We are a team of web3 data scientists aiming at preventing sybil attacks. Before the Gitcoin Hackthon, we have already done a lot of preparations and related works, such as the Sybil analysis on HOP and Gnosis Safe airdrop. We position our work as the algorithmic detection LEGO in a Sybil resistance system although it means high development and maintenancen cost
We strongly suggest you to download the
(1) We collected some more datasets valuable to Gitcoin(Page 5), the Ethereum and Polygon transfers related to GR15 contributors from Alchemy and zySync from its api. From Chainbase and dune, we obtained the token price and some useful smart contract tags. We also labelled some addresses and smart contracts by ourself.
(2) Attackers (or farmers) invest their time (to manipulate) and money (to donate) to perform Sybil attacks. Definitely they prefer to have a higher ROI (Return on investment). We propose the concept of bulk transfers and bulk donations in page 7. We have found some commonly-used tools such as disperse.app, multisender, buldsender (page 14). We design a set of risk indicators and rules to eliminate High-Risk Sybils. (page 19)
(3) We define the sequential behavior pattern mining to make EOA(address) behavior computable so as to facilitate sybil discovery. Clustering algorithm is used to discover group of Sybils behaving in a similar way. Heatmap visualization is very interesting. (page 29)
(4) Graphs are very important to detect Sybils. To our knowledge, it is the first time in Web3 to define chain-like and diamond shape Sybil attack. (Page 34, 35). We use Gephi to visualize and explore a lot of connected components. Some gif are provided in this part to show the fund flow of a Sybil attack over time. (page 37, 38).
(5) grant fraud is not a focus in this hackthon. We spend half a day to find one case and present it in page 40.
Our data are uploaded to github and aliyun OSS.
(1)data/sybilRecognition/atg:data warehouse details for sybil detection using the asset-transfer graph approach,
(2)data/typicalCases/ATG:gephi project files for visualizing examples of the asset-transfer graph approach(Page 33,34,35,37,38),
(3)data/typicalCases/bulkDonation: datasets as to the examples of bulk donations(page 20 and 21),
(4)data/typicalCases/GrantFraud:datasets as to the example of grant fraud(page 40),
(5)data/overallResults:aggregate the Sybils discovered from different approaches into one table safe_tmp.leo_result_address_final.csv;
(1)raw-data:Besides the raw data set from GR15, we collected data from alchemy, chainbase, dune, and zysync. Refer to the "Data Preparation" page (page 5) for the list of datasets,
(2)ODS:The ODS layer stores raw data in the data warehouse. The data structure is basically consistent with that in the source system,
(3)DWD:the data warehouse details for modelling,
(4)result:aggregate the Sybils discovered from different approaches into one table safe_tmp.leo_result_address_final.csv (same as 0x9simon/slaysybil/data/overallResults)

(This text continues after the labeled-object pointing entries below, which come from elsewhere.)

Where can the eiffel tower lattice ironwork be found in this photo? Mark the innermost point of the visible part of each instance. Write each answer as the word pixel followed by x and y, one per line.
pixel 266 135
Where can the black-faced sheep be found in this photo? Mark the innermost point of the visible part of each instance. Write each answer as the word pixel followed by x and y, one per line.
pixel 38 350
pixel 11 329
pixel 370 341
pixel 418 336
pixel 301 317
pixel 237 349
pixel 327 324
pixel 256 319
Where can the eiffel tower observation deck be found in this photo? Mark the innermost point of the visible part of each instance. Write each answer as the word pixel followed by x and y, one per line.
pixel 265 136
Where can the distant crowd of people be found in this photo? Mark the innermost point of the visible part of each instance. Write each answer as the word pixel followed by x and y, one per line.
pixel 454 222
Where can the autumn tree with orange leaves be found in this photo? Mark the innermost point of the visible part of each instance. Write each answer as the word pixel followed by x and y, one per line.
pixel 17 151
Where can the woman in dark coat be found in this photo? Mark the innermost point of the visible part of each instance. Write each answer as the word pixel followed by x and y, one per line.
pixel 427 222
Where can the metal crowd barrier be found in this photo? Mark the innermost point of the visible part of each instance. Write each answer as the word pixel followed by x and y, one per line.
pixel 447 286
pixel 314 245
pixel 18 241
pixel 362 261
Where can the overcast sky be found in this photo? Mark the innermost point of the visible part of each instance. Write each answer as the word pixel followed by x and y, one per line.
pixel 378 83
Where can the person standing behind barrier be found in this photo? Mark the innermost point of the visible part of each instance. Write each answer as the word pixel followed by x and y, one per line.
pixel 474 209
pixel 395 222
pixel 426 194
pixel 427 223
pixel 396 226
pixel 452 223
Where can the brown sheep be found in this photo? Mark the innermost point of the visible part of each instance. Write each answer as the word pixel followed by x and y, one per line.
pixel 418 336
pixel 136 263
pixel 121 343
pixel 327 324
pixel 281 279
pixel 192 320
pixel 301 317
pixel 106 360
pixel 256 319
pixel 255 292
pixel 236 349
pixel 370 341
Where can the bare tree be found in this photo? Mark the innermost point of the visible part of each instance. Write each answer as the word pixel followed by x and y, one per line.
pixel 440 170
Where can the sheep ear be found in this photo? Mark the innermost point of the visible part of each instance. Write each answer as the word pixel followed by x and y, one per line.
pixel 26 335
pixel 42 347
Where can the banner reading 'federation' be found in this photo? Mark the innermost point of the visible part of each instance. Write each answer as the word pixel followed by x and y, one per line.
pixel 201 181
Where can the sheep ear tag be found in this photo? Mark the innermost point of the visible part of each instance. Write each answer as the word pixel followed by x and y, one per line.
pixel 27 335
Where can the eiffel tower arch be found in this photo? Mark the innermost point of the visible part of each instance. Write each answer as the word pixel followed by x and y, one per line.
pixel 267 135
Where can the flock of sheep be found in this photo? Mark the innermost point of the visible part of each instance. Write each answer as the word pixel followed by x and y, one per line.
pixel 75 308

We have also uploaded the code to collect data, conduct feature engineering, compute risk score and Sybil clusters, and generate visualizations.
(1) code/loadData: the code for loading all the possible datasets for modelling and mining.
(2) code/sybilRecognition:the sql and python code for detecting sybils, including the bulkTransfer code, bulkDonation code, behavior code and asset-transfer graph (atg) code. In order to run the program, some necessary data sets are also provided.
(3) code/typicalCase:the code to select typical examples for bulkDonation, “grantFraud”, “behavior.py” and “bulk_transfer.py”.
(4) code/overallResults:the code for combining the results from every approach into one comprehensive result.
Mainly in doc/overallResults directory, there are some aggregted statistics as to bulk donations, bulk transfers, behavior and atg. The final overall statistics is also included.
(1) Due to time limit, some of the algorithms used in this work is not state-of-art. We can have more deep studies. We keep on building an anti-sybil system.
(2) We have talked with some projects including Gitcoin that are going to do Sybil prevention for their airdrops, campaigns, and donations. But no one has directly answered the question of whether they collect and make use of user privacy data such as IP and WIFI. It is the core value of Crypto to maintain anonymity and resist censorship. So we have always insisted on using publicly available on-chain data to generate Sybil identification and prevention solutions, and we are going deeper on this path.